A --> |Push Alert| C[Chief Alert Executor]
CN(Matchers Config<br/>1:1 Command+Args/Alert) --- C
C --> |Match Alert| M((Matchers))
style C fill:#f9f,stroke:#333,stroke-width:4px
style CN fill:#ccf,stroke:#f66,stroke-width:2px,stroke-dasharray: 5, 5
end
subgraph Shell
M --> |Execute Command| E(Fork+Exec)
E -.-> Ssh
E -.-> Curl
E -.-> YouNameIt
end
Configuring Matchers
A sample configuration for a single alert matcher that would match the
testing alert payload would look like this:
---
matchers:
- command: echo
args: ['captured NonEphemeralHostIsDown for myhostname alert']
labels:
alertname: ^NonEphemeralHostIsDown$
hostname: ^myhostname$
annotations:
host_tier: ^myhostname$
Announcing to Slack
To announce to slack it's necessary to setup an environment variable named
SLACK_URL containing an incomming webhook url, and at the very least a set
of default templates in the top level of the configuration file to render the
messages to slack
default_template:
on_match: 'Matched Alert: {{ .AlertGroup.CommonLabels.alertname }}'
on_success: 'Success executing matcher {{ .Match.Name }}: {{ .Output }}'
on_failure: 'Failure executing matcher {{ .Match.Name }}: {{ .Err }}'
Additionally, any matcher may contain a template definition with the same
block defined inside the scope of the matcher.

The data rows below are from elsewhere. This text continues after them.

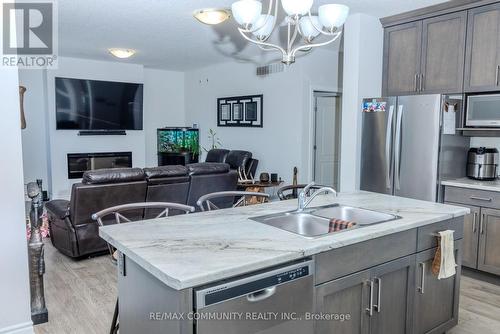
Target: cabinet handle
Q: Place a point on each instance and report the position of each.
(378, 306)
(481, 224)
(370, 307)
(421, 289)
(497, 75)
(484, 199)
(474, 223)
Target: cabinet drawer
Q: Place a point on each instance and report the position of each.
(483, 198)
(353, 258)
(426, 234)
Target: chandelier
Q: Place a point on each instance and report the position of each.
(303, 28)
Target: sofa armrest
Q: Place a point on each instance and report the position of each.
(58, 207)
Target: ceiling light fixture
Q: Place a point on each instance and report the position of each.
(122, 53)
(256, 27)
(212, 16)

In this case, the specific
matcher template will override the default templating configuration.
These templates are parsed and expanded using Go text/template
package, so
refer to the Go language documentation for further explanations.
If the environment variable is not present, a null messenger will be used
which will log all the messages at debug level for debugging purposes.
Arguments
-address string
Address to listen to (default ":9099")
-config string
Configuration filename (default "config.yml")
-debug
Enable debug mode
-metrics string
Path in which to listen for metrics (default "/metrics")
Endpoints
/webhook
Endpoint to which the alertmanager should be configured to point at.
/-/health
Endpoint that will return 200 when the service is healthy.
/-/reload
Post to this endpoint to reload configuration while the process is running.
/metrics
By default prometheus metrics are published here.

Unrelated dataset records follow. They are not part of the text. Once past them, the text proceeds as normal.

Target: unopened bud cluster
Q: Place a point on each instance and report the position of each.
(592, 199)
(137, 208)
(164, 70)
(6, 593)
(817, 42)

AlertManager Sample Configuration
Start by defining a receiver which points at the webhook endpoint, skipping
resolved alerts.
---
receivers:
- name: chief-alert-executor
webhook_configs:
- url: http://<chief alert executor-ip>:9099/webhook
send_resolved: false
Then add it to the list of routes.
# We want to send all alerts to chief alert executor and then continue to the
# appropiate handler.
route:
routes:
- receiver: chief-alert-executor
continue: true
Running in Kubernetes
Chief Alert Executor provides a sample configuration to run in
kubernetes.
Disclaimers
Common Labels and Annotations
Mind the fact that labels and annotations map to CommonLabels and
CommonAnnotations.
This means that chief-alert-executor will trigger one command execution for a
set of alerts that have been grouped by the alert manager.
This is by-design to keep the matching simple and predictable.
No capturing to prevent injections
No argument capturing is possible. Executed commands and arguments are a 1 to 1
mapping with a matching, without any form of variable arguments. Thus, it's
not possible to link alert fields with arguments. This is specifically so to
avoid injecting arguments through payloads.
No firing/resolved filtering
This tool can be used as an auto-remediation building block, but there's a
caveat: the tool is dumb and will execute the configured script every time it
receives an alert.
This means that you must be careful when setting up commands and alerts.
Particularly how they are being grouped and how often they are triggered.
As a general recomendation, resolved alerts should not be sent as the tool
is not filtering for firing/resolved alerts.